The parameter top P introduces random sampling from the smallest set of tokens, whose cumulative probability comes close but does not exceed P. For example, if the tokens “can” and “may” are most likely to be generated at 20% probability and “will” is third place with 15% probability, then a P of 0.5 implies that the model only samples from “can” and “may”. Set top P to 0, if you do not wish to apply it. Similarly to top K, top P limits the set of options to be sampled from to some number of most likely options. In the example above, the parameter must be set to 0.55 in order to include “will”.

Best of

Generates up to ten completions server-side, but returns only the best. The “best” completion is always the most likely one as judged by the model. Let’s say we generate two completions for the prompt “An apple a day”. We get: 1) “keeps the doctor away.” and 2) “is healthy.”. Technically speaking, both completions are valid. However, the first one is way more likely, as is evident when cumulatively multiplying the likelihood of each token.
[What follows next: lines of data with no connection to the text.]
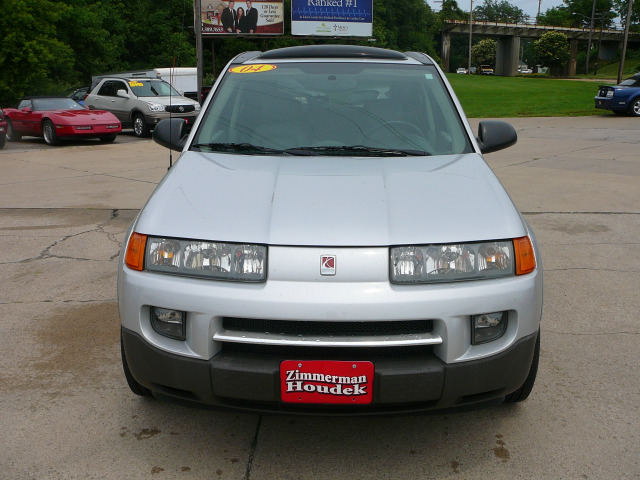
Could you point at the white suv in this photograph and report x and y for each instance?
(331, 241)
(140, 103)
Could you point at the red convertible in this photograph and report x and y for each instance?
(58, 118)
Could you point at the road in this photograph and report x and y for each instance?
(66, 411)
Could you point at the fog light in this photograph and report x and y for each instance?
(488, 327)
(170, 323)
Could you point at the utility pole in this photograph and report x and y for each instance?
(470, 32)
(197, 25)
(539, 5)
(626, 38)
(595, 67)
(593, 13)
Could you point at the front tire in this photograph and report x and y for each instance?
(49, 133)
(523, 392)
(12, 135)
(140, 127)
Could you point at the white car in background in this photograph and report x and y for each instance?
(331, 241)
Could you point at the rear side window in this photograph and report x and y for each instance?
(108, 89)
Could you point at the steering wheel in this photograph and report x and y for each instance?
(397, 126)
(405, 132)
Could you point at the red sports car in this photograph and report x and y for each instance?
(58, 118)
(3, 129)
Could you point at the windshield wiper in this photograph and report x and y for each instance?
(360, 150)
(242, 148)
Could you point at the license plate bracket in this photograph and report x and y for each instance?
(326, 382)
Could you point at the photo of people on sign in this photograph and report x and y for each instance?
(351, 18)
(247, 17)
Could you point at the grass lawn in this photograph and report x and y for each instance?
(491, 97)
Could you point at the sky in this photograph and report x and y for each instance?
(530, 7)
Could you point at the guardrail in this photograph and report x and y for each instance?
(529, 22)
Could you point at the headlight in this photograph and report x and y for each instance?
(195, 258)
(156, 107)
(452, 263)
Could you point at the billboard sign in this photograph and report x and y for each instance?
(352, 18)
(246, 17)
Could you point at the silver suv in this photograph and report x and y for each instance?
(140, 103)
(331, 241)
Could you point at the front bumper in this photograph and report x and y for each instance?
(155, 117)
(408, 384)
(611, 103)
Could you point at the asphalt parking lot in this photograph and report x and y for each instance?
(66, 411)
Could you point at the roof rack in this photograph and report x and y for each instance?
(333, 51)
(421, 57)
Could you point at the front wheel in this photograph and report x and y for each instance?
(140, 127)
(12, 135)
(49, 133)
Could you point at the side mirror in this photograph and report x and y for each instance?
(494, 135)
(170, 133)
(179, 108)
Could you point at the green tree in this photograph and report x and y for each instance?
(484, 52)
(95, 32)
(552, 50)
(451, 11)
(32, 58)
(498, 11)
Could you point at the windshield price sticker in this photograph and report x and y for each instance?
(258, 68)
(326, 381)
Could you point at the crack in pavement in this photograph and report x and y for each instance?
(57, 300)
(550, 156)
(86, 172)
(252, 451)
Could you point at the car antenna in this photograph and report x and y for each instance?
(171, 111)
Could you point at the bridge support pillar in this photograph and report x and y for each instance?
(573, 57)
(507, 56)
(446, 50)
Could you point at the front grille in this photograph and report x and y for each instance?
(297, 327)
(327, 353)
(299, 339)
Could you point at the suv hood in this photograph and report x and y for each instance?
(331, 201)
(169, 100)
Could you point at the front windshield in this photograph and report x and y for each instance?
(631, 82)
(64, 103)
(151, 88)
(325, 106)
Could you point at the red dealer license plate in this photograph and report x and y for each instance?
(326, 381)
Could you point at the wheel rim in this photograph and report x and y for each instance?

To visualize this, tick Show Probabilities. Because of this, the Best of parameter should only be touched when sampling is used (i.e. when temperature, top K and/or top P are applied). Note that a Best of larger than one multiplies the costs of your request by the chosen value.

Presence Penalty

When applying a positive presence penalty, the model is discouraged from repeating tokens that are already present in the text, independent of how often they are present in the text. Each time a new token is generated, a penalty is applied to all tokens that already occur once or more, thus lowering their chance of being generated. A negative value can be chosen to encourage repetition. For modestly incentivising the model, low penalty values (between 0 and 1) will be sufficient.

Frequency Penalty

Similar to the presence penalty, the frequency penalty reduces the chance of sampling tokens already present in the text. Unlike the presence penalty, the frequency penalty increases with each recurring appearance of the repeating token. Thus, tokens are penalized more heavily the more often they occur.

Penalty includes prompt

If this option is enabled, tokens that appear in both the prompt and the completion are taken into account when penalizing the the next token. Tick this option to prevent the model from repeating tokens from the prompt.

Multiplicative Presence Penalty

Currently, this feature only applies to the presence penalty. However, our engineers are actively working on implementing multiplicative frequency penalties as well. If ticked, each token’s score is multiplied by the penalty before generation. For example, a presence penalty of 0.3 implies that a token’s score is multiplied by 1 - 0.3 = 0.7. If unchecked, the penalty will be subtracted from the score instead.

note

If a parameter is non-zero, it is applied during the completion. The sequence is always the following:

  1. Presence and frequency penalty
  2. Top K
  3. Top P
  4. Temperature

Show Probabilities

Display alternative tokens and their respective probabilities of being generated. This function is particularly useful if you are trying to figure out why the model acted the way it did.